Il faut savoir vibrer à la beauté des choses et s’émouvoir
de ce qui nous entoure. Combien de femmes et d’hommes se sont pâmés devant
les monuments d’Égypte, les chutes d’Iguaçu ou celle du Niagara, le
théâtre de Sydney, les plages de Rio : Copacabana, Leblon, Ipanéma, les
fjords norvégiens, Las Végas et le Grand Canyon…et n’ont jamais regardé le
soleil couchant dorer les vieilles pierres de leur église, le reflet des
platanes centenaires dans l’eau du bassin de la place publique. Chaque
instant se déguste. Si on sait apprécier les petits bonheurs quotidiens,
le ciel immensément bleu où se perdent les nuages, une heureuse rencontre,
un repas entre amis, alors on supportera mieux les déconvenues de la
journée. Mais c’est surtout le don de soi qui est la racine du bonheur.
De temps en temps, je vais me ressourcer dans un petit
village bâti sur les contreforts des Cévennes où j’ai passé de longs mois
pendant mon enfance. Mes parents, qui habitaient près de la mer, m’avaient
envoyé vivre chez une cousine, quand tout le monde pensait que le
débarquement américain se ferait sur la côte méditerranéenne, entre
Cerbères et Marseille.
Je déambule, toujours avec plaisir, dans les endroits
familiers malgré tous les changements subis. Une nouvelle cité, groupant
une vingtaine de villas, s’est construite sur une hauteur dominant le
village. Jadis, il était impensable de prévoir des habitations sur un
terrain privé d’eau, mais les techniques modernes ont accompli des
miracles.
Ce lotissement est sans âme ; il faut aller la trouver dans
les vieux quartiers qui ont gardé le pittoresque et le caractère d’antan.
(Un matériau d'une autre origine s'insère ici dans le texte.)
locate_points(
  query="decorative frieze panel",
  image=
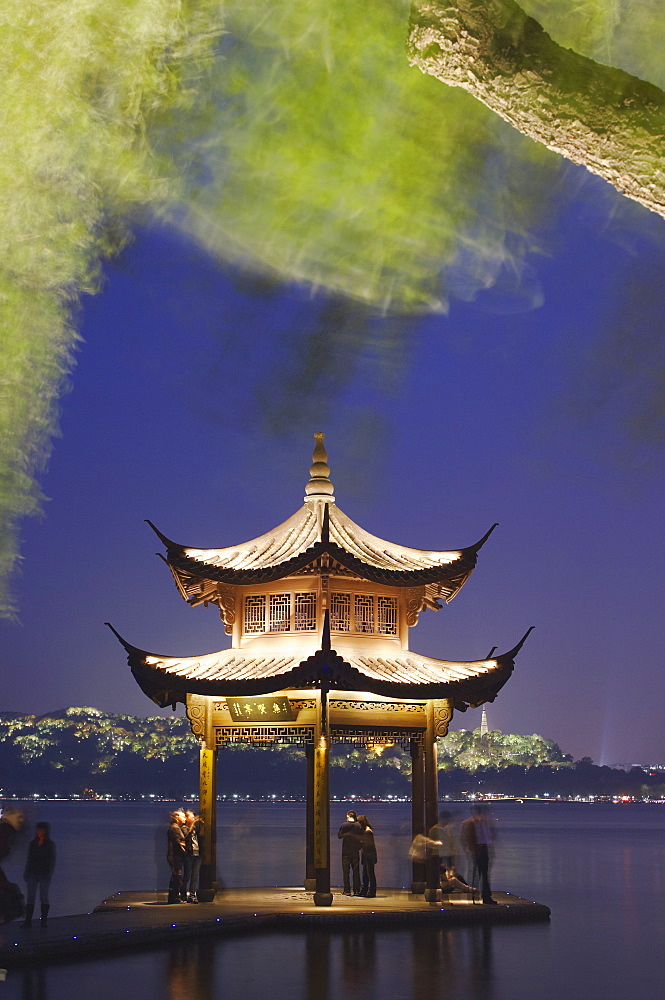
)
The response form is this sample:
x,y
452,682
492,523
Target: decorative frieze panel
x,y
375,737
264,735
377,706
Mon plus grand bonheur est d’errer dans les rues étroites à
la recherche des témoins de ma jeunesse.
Surpris par la façade de la maison, car lors de mes
précédentes visites au village, je l’avais toujours trouvée fermée. La
porte d’entrée, en bois de chêne, et les fenêtres à petits carreaux avec
leurs deux volets battants n’étaient plus là, remplacés par des fermetures
en P.V.C. d’un marron foncé qui tranchait sur l’enduit de façade d’un
jaune orangé. Cette fois-ci, les nouveaux propriétaires, présents, des
hollandais, bien entendu, ont accepté, avec enthousiasme, de me faire
visiter le lieu, très fier de me montrer les transformations effectuées.
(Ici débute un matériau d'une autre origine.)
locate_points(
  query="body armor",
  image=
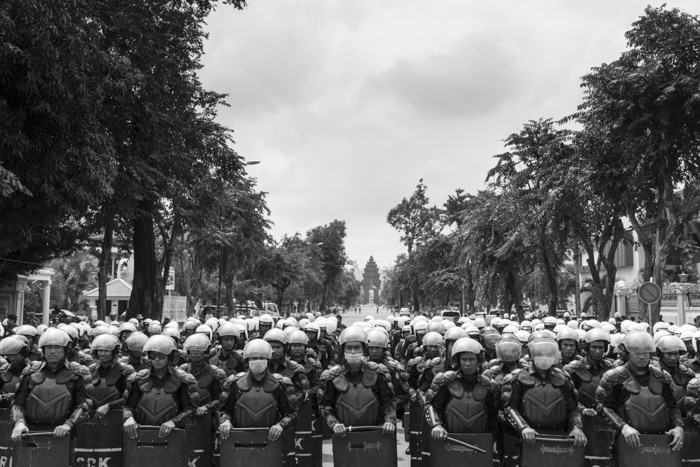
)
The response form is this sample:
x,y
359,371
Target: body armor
x,y
157,406
10,382
466,412
50,401
256,407
357,404
646,412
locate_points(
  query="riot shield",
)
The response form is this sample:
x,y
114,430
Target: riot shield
x,y
40,449
600,437
690,452
406,422
510,444
653,452
450,452
367,446
149,449
552,451
6,444
415,436
199,441
308,439
247,447
99,443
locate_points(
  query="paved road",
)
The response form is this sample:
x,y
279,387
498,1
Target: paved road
x,y
403,458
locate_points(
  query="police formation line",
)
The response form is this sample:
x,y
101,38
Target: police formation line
x,y
252,391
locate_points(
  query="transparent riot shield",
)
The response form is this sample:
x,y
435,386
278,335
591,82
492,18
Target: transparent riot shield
x,y
248,447
600,438
474,450
365,446
308,439
6,444
99,442
552,451
415,436
41,449
200,449
149,449
690,452
654,452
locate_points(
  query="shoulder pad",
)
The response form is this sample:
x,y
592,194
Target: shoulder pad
x,y
524,377
384,370
273,381
33,367
184,377
232,379
335,370
123,368
661,374
217,372
558,377
489,384
511,376
686,371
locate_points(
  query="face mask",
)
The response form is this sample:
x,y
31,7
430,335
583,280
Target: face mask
x,y
353,358
544,363
257,366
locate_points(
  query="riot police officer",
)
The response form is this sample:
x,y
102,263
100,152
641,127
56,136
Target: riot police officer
x,y
280,364
159,395
637,397
108,375
14,349
228,358
541,384
51,391
210,379
357,392
132,351
257,398
669,350
463,400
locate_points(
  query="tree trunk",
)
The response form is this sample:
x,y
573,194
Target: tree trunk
x,y
143,295
105,269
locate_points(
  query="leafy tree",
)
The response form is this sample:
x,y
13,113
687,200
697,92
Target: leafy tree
x,y
535,213
417,223
56,156
73,276
647,106
330,240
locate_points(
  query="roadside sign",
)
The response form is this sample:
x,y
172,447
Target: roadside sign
x,y
170,284
649,293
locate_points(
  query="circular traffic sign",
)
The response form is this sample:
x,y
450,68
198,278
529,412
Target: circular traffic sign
x,y
649,293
« Je vous félicite, c’est très beau ! » Je ne devais pas
les décevoir mais je ne retrouvais plus la chaleur du logis de mon
adolescence. J’avais le cœur serré ; tout était bouleversé : les pièces
agrandies au détriment de recoins familiers, un carrelage luxueux
remplaçait tout un pan de mur, blanchi à la chaux, avait disparu pour
faire place à une cuisine américaine. Je n’ai pas voulu visiter les
chambres que je supposais tapissées d’un papier vinyle à grandes fleurs et
agencées en meubles Fly ou en faux campagnard.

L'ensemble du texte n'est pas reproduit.